Contributing firm dates and evidence for the early years of Buddhist practice, which had varied according to different oral traditions, the site at Lumbini offers an important heritage focus with the potential to create both greater economic opportunities and a stronger sense of community.
This is particularly valuable in Nepal, which is a UK-focus for aid and development, a concern shared by UNESCO who have prioritised it as a Least Developed Country in Post-Conflict recovery. Moreover, the impact of the April 2015 earthquake on tourist derived income in the Kathmandu Valley makes a diversified focus in Nepal’s south all the more timely.
Professor Robin Coningham has studied the relationship between identity and cultural heritage in regions of conflict and has contributed in an expert capacity to UNESCO’s appeal to protect, preserve and present the heritage of the Greater Lumbini Area – a mobilisation which will complement infrastructure investment to facilitate predicted annual increases in pilgrims to 5 million by 2020.
However, methodologies and toolkits for comparing social and ethical impacts of archaeology are often less developed than economic ones. Although cultural heritage and archaeology are drivers for Creative Economies that contribute to sustainable development, the imbalanced promotion of heritage can serve to alienate communities, generate conflict and lead to the destruction of heritage.
Through the new UNESCO Chair, Professor Coningham is seeking to develop debates, methodologies, policies and toolkits to evaluate the economic, as well as the ethical and social impacts of cultural heritage. This will help to strengthen the protection of such sites in crisis and conflict situations, and prevent its use to exacerbate differences and tensions.
UNESCO’s 2002 Cultural Diversity Declaration recognises culture as a right and reinforces the ethical aspect of Professor Coningham’s research to promote concepts of stewardship and an awareness for the ethical and social impacts involved in the promotion of heritage, particularly at living religious and pilgrimage sites. Together, UNESCO and Professor Robin Coningham have been instrumental in informing debates and policies with professional standards and responsibilities in mind.

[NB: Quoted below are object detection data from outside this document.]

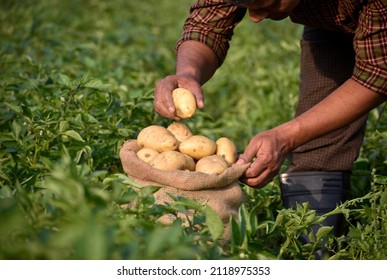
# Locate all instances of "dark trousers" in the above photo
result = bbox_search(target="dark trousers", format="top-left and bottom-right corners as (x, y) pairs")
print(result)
(287, 27), (367, 172)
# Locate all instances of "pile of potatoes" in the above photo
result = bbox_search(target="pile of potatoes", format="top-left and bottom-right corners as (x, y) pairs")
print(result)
(137, 122), (238, 174)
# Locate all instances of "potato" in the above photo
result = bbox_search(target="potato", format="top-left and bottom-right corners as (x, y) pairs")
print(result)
(137, 125), (178, 152)
(167, 122), (192, 143)
(215, 137), (238, 165)
(149, 151), (187, 170)
(179, 135), (216, 160)
(182, 154), (196, 171)
(172, 88), (196, 119)
(137, 148), (160, 163)
(195, 155), (229, 174)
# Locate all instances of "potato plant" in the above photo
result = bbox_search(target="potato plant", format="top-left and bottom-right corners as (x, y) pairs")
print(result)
(0, 0), (387, 259)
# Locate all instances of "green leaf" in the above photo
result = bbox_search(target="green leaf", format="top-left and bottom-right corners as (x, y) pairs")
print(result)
(203, 205), (224, 240)
(59, 74), (73, 88)
(62, 130), (85, 142)
(83, 79), (108, 91)
(229, 215), (243, 246)
(316, 226), (333, 240)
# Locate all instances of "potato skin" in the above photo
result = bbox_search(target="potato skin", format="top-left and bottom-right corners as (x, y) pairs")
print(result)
(179, 135), (216, 160)
(182, 154), (196, 171)
(172, 88), (196, 119)
(137, 148), (160, 163)
(167, 122), (193, 143)
(215, 137), (238, 165)
(149, 151), (187, 170)
(137, 125), (178, 152)
(195, 155), (229, 174)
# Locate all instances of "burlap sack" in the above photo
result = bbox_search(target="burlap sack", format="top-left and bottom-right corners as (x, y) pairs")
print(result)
(120, 140), (249, 239)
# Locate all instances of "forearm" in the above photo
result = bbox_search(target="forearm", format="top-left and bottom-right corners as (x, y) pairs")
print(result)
(278, 79), (387, 150)
(176, 41), (219, 85)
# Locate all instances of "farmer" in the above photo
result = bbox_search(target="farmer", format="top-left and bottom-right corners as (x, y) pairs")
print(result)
(154, 0), (387, 247)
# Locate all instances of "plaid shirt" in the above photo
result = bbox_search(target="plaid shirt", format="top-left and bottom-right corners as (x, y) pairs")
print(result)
(176, 0), (387, 94)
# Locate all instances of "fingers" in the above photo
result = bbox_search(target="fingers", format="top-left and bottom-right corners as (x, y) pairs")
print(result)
(154, 77), (180, 120)
(237, 130), (288, 188)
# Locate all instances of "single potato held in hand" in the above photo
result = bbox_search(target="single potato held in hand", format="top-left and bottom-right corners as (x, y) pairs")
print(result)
(172, 88), (196, 119)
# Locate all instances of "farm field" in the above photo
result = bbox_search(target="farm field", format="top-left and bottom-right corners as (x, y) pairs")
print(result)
(0, 0), (387, 260)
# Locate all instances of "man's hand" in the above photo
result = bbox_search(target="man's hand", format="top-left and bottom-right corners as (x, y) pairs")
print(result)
(154, 75), (204, 120)
(237, 127), (291, 189)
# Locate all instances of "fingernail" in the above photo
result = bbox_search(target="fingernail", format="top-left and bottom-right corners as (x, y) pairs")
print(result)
(236, 158), (245, 164)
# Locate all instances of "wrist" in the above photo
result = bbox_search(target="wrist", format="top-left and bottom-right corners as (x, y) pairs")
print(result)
(275, 119), (307, 152)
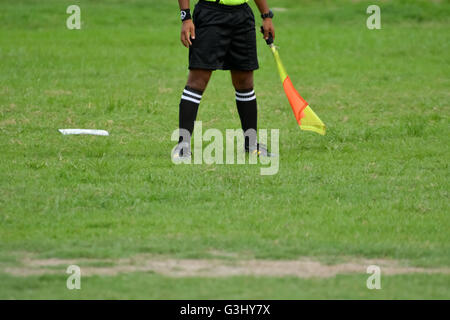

Reflecting on these contributions, Professor Coningham stated that:
“The award of this important UNESCO Chair to Durham has facilitated the transformation of a series of independent yet innovative field projects across South Asia into a major programe of research and training underpinned by a multidisciplinary research methodology. Combining research with a distinct focus on the protection, preservation and presentation of living religious sites across South Asia, we are developing and sharing tools to evaluate the economic, social and ethical benefits of individual heritage sites as well as management guidelines to assure their future”.